Professor Rob Tibshirani (11-11: 11AM) presented work he is doing that may lead to lasso based models capable of detecting the presence of cancer in tissue extracted from patients while they are on the operating table! He described "Customized Learning", a method of building individual models for each patient. The basic technique is to pool the data from all of the patients and run a clustering algorithm. Then, for each patient fit a model using only the data in the patient's cluster. This is exciting work with the real potential to save lives.
Professor Stephen Boyd (11-10: 11AM) delivered a tutorial on optimization starting with basic convex optimization problems and then went on to describe Consensus Optimization, an algorithm for building machine learning models from data stored at different locations without sharing the data among the locations. Professor Boyd is a lucid and entertaining speaker, the kind of professor you will wish you had had.
Arno Candel (11-9: 1:30PM) presented the Deep Learning model which he developed at H2O. Arno is an accomplished speaker who presents the details with great clarity and balance. Be sure to have a look at his slide showing the strengths and weaknesses of Deep Learning.
Erin LeDell (11-9: 3PM) de-mystified ensembles and described how to build an ensemble learner from scratch. Anyone who wants to compete in a Kaggle competition should find this talk to be of value.

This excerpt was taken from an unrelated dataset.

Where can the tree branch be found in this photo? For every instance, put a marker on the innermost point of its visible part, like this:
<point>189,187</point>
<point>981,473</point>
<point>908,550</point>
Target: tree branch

Szilard Pafka (11-11:3PM), in a devastatingly effective, low key presentation, described his efforts to benchmark the open source, machine learning platforms R, Python scikit, Vopal Wabbit, H2O, xgboost and Spark MLlib. Szilard downplayed his results, pointing out that they are in no way meant to be either complete nor conclusive. Nevertheless, Szilard put some considerable effort into the benchmarks. (He worked directly with all of the development teams for the various platforms.) Szilard did not offer any conclusions, but things are not looking all that good for Spark. The following slide plots AUC vs file size up to 10M rows.
Szilard's presentation should be available on the H2O site soon, but it is also available here.
I also found the Wednesday morning panel discussion on the "Culture of Data Driven Decision Making" and the Wednesday afternoon panel on "Algorithms -Design and Application" to be informative and well worth watching. Both panels included a great group of articulate and knowledgeable people.
If you have not checked in with H2O since the post I wrote last year, here' on one slide, is some of what they have been up to since then.
Congratulations to H2O for putting on a top notch event!